Metzgar R S, Borowitz M J, Jones N H, Dowell B L
J Exp Med. 1981 Oct 1;154(4):1249-54. doi: 10.1084/jem.154.4.1249.
The common acute lymphoblastic leukemia antigen (CALLA), as defined by J-5 murine monoclonal antibodies, was detected on renal tubular and glomerular cells from fetal and adult donors by an indirect immunoperoxidase technique. CALLA could also be detected on epithelial cells of the fetal small intestine and on myoepithelial cells of adult breast but not on myoepithelial cells of the salivary gland. Sodium dodecyl sulfate-polyacrylamide gel electrophoresis analysis of immunoprecipitated 125I-labeled membrane antigens from dissociated renal cells demonstrated that the antigen migrated as a 90,000 mol wt antigen rather than the 98,000-100,000 mol wt antigen noted on CALLA-positive tissue culture cell lines. The data suggest that the determinant defined by the J-5 monoclonal antibody is neither a lymphoid cell-specific differentiation antigen nor a leukemia-specific antigen.

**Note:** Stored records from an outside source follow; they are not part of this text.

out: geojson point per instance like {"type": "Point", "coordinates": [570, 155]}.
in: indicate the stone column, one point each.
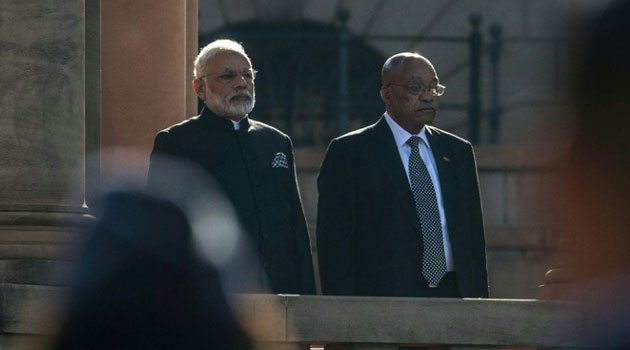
{"type": "Point", "coordinates": [41, 134]}
{"type": "Point", "coordinates": [147, 51]}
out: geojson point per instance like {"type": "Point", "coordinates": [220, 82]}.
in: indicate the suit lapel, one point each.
{"type": "Point", "coordinates": [388, 157]}
{"type": "Point", "coordinates": [445, 167]}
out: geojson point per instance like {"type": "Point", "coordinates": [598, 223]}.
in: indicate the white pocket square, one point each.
{"type": "Point", "coordinates": [280, 161]}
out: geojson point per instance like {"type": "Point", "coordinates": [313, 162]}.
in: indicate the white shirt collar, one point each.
{"type": "Point", "coordinates": [401, 135]}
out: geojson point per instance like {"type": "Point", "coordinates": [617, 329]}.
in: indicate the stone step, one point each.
{"type": "Point", "coordinates": [35, 271]}
{"type": "Point", "coordinates": [30, 309]}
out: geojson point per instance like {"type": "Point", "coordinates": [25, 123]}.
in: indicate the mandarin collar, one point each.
{"type": "Point", "coordinates": [220, 122]}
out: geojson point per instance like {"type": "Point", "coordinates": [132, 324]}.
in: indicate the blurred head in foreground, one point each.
{"type": "Point", "coordinates": [596, 200]}
{"type": "Point", "coordinates": [158, 269]}
{"type": "Point", "coordinates": [141, 285]}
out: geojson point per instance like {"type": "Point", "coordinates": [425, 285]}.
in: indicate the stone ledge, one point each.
{"type": "Point", "coordinates": [374, 320]}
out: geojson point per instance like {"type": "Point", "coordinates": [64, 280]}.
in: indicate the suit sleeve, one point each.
{"type": "Point", "coordinates": [476, 227]}
{"type": "Point", "coordinates": [302, 238]}
{"type": "Point", "coordinates": [336, 221]}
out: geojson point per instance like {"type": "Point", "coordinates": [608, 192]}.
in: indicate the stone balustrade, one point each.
{"type": "Point", "coordinates": [286, 321]}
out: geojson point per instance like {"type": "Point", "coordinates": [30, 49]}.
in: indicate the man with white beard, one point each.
{"type": "Point", "coordinates": [252, 162]}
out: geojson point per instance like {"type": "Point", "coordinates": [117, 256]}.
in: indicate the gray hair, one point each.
{"type": "Point", "coordinates": [214, 48]}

用J-5鼠单克隆抗体所界定的常见急性淋巴细胞白血病抗原(CALLA),通过间接免疫过氧化物酶技术在来自胎儿和成年供体的肾小管和肾小球细胞上被检测到。CALLA也能在胎儿小肠的上皮细胞以及成年乳腺的肌上皮细胞上被检测到,但在唾液腺的肌上皮细胞上未被检测到。对来自解离肾细胞的免疫沉淀的125I标记膜抗原进行十二烷基硫酸钠-聚丙烯酰胺凝胶电泳分析表明,该抗原迁移为一种90,000道尔顿分子量的抗原,而非在CALLA阳性组织培养细胞系上所观察到的98,000 - 100,000道尔顿分子量的抗原。数据表明,由J-5单克隆抗体所界定的决定簇既不是淋巴细胞特异性分化抗原,也不是白血病特异性抗原。